“So why’d you go to Lockwood if you could’ve got into those other schools?”
“It’s where my best friend Terrica was going. She only stayed a semester, though.” I smack my lips with a chuckle. “But as soon as I got there, I fell in love with the campus and felt comfort in seeing people from around the neighborhood whose houses I grew up cleaning and playing at. I felt at home. So I stayed even after she dropped out.”
His lips turn down, and he nods.
“What about you? You went to Wesley?” I ask.
“Yeah…something like that,” he murmurs, bringing the blunt back to his lips and sucking in a hit while I admire the way his chiseled cheeks sink in.

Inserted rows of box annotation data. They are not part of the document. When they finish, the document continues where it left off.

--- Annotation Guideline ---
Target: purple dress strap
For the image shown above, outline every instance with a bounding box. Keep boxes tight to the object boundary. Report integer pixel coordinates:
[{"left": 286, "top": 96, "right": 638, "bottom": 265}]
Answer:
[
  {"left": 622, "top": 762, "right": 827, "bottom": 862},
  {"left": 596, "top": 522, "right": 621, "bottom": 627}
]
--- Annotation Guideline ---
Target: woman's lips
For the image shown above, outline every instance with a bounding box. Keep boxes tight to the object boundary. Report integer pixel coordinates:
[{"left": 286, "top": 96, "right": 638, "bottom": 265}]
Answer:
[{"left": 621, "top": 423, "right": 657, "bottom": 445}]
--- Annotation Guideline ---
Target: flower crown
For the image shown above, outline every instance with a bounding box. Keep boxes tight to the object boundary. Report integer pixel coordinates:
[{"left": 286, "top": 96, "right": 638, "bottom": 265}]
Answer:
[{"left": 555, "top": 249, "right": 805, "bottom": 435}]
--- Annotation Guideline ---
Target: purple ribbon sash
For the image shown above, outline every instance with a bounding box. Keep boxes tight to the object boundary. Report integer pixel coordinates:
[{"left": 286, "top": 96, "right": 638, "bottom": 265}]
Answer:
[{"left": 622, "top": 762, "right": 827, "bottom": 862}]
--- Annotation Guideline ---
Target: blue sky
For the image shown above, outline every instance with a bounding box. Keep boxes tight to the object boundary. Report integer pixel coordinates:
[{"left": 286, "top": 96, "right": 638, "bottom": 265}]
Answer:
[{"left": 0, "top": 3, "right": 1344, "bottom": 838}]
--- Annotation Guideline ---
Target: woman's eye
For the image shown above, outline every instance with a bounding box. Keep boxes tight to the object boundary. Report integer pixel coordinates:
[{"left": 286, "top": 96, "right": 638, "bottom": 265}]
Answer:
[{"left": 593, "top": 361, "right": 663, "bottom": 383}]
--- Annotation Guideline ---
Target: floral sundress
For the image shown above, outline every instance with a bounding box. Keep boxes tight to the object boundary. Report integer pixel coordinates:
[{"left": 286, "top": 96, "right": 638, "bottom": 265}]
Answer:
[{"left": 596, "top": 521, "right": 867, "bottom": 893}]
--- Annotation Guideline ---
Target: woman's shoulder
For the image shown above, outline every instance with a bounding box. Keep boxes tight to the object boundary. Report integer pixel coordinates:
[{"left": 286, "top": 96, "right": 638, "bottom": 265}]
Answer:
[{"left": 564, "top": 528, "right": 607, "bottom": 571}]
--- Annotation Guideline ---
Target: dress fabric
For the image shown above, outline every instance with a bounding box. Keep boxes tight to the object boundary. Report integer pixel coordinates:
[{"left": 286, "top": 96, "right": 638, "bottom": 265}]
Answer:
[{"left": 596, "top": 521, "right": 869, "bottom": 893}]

“What do you mean ‘something like that’?”
He ashes his blunt on the side of his truck, then looks back over at me through squinted eyes. “It means exactly what it means. Sometimes I went and sometimes I didn’t.”
“Well, did you graduate?”
We cut our eyes at each other at the same time.
Carter Wesley High is the neighborhood high school. It was one of those drab buildings Christophe turned his nose up at on my Uber ride from the airport. Terrica and most of the guys from Worthing went to high school there. It’s not exactly a place you brag about being an alum of, but folks did anyways. It goes along with that whole Bayou Crest pride thing.
“You a nosy lil’ something, ain’t you?” He snorts, shaking his head.
“It’s called being curious. It’s how you have a decent reciprocal conversation and learn about other people.” I smack my lips. “And let’s not pretend that you’re so indifferent yourself—you’re just as nosy.”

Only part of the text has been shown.